TVM has shown satisfactory performance on MLP models with CPU. However there are still some defects in the assembly code generated by LLVM which block AutoTVM/AutoScheduler from achieving optimal on GEMM.
LIBXSMM is a open source library developed by Intel Lab for accelerating small matrix multiplication. It leverages the JIT code generator to generate high efficient GEMM kernels for x86 CPU, which could be very close to hardware rootline. According to our evaluation, in “small” GEMM (cube_root(m, n, k) <= 256) , LIBXSMM shows a superior performance over the well-known BLAS library Intel MKL:
This evaluation was run on Intel clx-8255c, which has a peak performance of 153 GFLOPS for single core.

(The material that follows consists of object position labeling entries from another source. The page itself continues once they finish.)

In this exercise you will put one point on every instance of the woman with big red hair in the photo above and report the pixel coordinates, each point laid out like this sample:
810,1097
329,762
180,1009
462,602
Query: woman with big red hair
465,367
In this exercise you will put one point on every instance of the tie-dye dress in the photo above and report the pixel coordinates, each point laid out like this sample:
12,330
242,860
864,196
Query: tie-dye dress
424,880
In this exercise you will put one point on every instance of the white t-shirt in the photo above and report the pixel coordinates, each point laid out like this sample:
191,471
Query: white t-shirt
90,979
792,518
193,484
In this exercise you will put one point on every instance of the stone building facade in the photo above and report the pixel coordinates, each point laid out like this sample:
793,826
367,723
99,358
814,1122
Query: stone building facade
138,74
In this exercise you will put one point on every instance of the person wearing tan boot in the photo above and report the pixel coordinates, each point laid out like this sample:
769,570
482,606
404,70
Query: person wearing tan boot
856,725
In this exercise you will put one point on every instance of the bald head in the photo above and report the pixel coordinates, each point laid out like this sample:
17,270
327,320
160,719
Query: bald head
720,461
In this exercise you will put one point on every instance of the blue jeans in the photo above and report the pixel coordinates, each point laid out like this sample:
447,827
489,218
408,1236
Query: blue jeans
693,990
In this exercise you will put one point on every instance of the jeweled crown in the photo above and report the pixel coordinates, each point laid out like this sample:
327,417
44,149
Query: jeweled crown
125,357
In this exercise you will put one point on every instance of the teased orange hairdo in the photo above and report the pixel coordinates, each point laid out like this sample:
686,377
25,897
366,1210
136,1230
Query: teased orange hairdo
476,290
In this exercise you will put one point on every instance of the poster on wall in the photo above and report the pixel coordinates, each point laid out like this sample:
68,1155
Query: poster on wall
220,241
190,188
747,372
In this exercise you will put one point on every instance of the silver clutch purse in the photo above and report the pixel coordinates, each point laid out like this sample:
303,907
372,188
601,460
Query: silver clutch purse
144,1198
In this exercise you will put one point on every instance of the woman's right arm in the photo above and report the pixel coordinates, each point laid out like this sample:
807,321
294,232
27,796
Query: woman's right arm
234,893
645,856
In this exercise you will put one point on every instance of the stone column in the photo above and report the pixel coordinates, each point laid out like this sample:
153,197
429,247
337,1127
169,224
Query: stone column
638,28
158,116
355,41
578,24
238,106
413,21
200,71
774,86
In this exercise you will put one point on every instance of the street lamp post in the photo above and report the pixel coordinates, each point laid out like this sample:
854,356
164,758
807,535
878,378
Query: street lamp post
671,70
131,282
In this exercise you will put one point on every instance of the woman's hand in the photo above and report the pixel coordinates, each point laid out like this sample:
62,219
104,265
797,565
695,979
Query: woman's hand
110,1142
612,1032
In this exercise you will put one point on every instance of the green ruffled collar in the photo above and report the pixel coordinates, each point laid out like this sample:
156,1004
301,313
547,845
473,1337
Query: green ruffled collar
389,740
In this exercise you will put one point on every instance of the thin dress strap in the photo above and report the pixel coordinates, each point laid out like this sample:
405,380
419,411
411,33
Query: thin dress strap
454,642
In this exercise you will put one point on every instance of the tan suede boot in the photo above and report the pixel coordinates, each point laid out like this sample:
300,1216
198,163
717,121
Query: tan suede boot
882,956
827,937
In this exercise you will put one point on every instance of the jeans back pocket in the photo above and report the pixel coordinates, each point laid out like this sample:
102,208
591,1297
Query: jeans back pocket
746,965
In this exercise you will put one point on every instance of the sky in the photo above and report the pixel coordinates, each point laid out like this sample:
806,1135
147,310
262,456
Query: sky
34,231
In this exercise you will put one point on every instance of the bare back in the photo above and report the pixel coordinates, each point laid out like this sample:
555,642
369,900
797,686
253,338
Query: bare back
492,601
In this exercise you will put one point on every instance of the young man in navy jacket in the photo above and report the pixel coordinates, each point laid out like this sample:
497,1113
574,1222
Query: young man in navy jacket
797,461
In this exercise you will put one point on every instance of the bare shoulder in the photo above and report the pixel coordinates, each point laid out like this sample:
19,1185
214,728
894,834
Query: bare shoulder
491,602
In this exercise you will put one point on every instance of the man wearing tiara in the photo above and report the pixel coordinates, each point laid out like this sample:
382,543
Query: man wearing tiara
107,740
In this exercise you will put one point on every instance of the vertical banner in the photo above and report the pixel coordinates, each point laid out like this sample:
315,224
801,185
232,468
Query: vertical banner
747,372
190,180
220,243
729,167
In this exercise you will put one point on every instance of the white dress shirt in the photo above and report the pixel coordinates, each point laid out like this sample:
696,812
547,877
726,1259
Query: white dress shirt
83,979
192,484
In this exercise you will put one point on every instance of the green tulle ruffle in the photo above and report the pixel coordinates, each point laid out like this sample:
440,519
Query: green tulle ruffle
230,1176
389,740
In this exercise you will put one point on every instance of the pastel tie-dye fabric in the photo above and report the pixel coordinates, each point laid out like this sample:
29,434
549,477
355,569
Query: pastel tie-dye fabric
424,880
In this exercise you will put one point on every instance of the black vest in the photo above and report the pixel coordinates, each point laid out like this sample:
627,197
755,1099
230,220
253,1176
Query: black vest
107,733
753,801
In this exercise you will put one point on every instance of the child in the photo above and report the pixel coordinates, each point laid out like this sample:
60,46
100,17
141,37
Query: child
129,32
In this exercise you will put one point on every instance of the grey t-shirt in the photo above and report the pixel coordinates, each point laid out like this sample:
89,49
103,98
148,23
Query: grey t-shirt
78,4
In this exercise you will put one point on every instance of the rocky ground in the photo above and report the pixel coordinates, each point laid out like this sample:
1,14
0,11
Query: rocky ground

We can see LIBXSMM surpasses MKL in all shapes, and already very close to peak.
By the way, given that LIBXSMM can generate quite efficient GEMM kernel implementation, it is also an ideal substitution for inner-kernel of normal size GEMM. According our experiments, the AutoTVM templates we wrote with LIBXSMM as register-block generation, has a much higher performance comparing to MKL or existing TOPI implementation:
This result was collected on a real-world model, which runs on Intel clx-8255c. Every instance is assigned 6 core each, so the peak performance would be 153 GFLOP x 6 = 918 GFLOPS. We can see that the libxsmm implementation outperforms MKL or existing AutoTVM by roughly 2~3 times in almost all shapes. Finally the overall improvement for the model is 2.3X.
Proposal
This proposal aims to integrate LIBXSMM into TVM to accelerate small GEMM and serve as inner-kernel to accelerate normal size GEMM.
We propose to integrate LIBXSMM with TVM in following 3 components:
Add extern call “tvm.contrib.libxsmm.gemm” in “contrib” directory;
Use BYOC to accelerate small GEMM (cube_root(m, n, k ) <= 256);
Integrate our AutoTVM template into TOPI, as a GEMM implementation candidate.
Thanks for the proposal and it does useful. One question I have is whether LIBXSMM supports epilogue (e.g., ReLU, bias add) after GEMM, or it just focuses on single GEMM operator? If it just focuses on a single operator, then it seems not necessary to use BYOC but could just simply register them as another extern schedule such as CBLAS.
Yes, LIBXSMM does have epilogue support now, which includes bias, relu, softmax, tanh and gelu fusion. So I think BYOC would help. Thank you for the suggestion!
Thanks for the clarification. Yes in this case BYOC would be a more reasonable solution. Meanwhile, could you file an official RFC here for your proposal? It would definitely make your integration process much more smooth.
I am very interested! For those who don’t already know, I have experience working with LIBXSMM from my time at Intel, and some of this work landed in a SC21 paper which I coauthored.
The paper comes from Intel itself and has data/cites a lot of sources which prove that the LIBXSMM approach beats OneDNN in many cases. It’s exciting that the community is considering adding LIBXSMM as a BYOC target. I think it will bring great benefits to TVM’s Intel CPU performance!
LIBXSMM does have quantized kernels using VNNI, but I haven’t evaluate them against onednn’s int8 kernels. I think it’s a good idea to add quantized kernels as well, let’s put it in our future plan.
Thank you for the information, Denise!. I remeber you’ve mentioned that you already tried to integrate LIBXSMM into LLVM before, is that work going on well?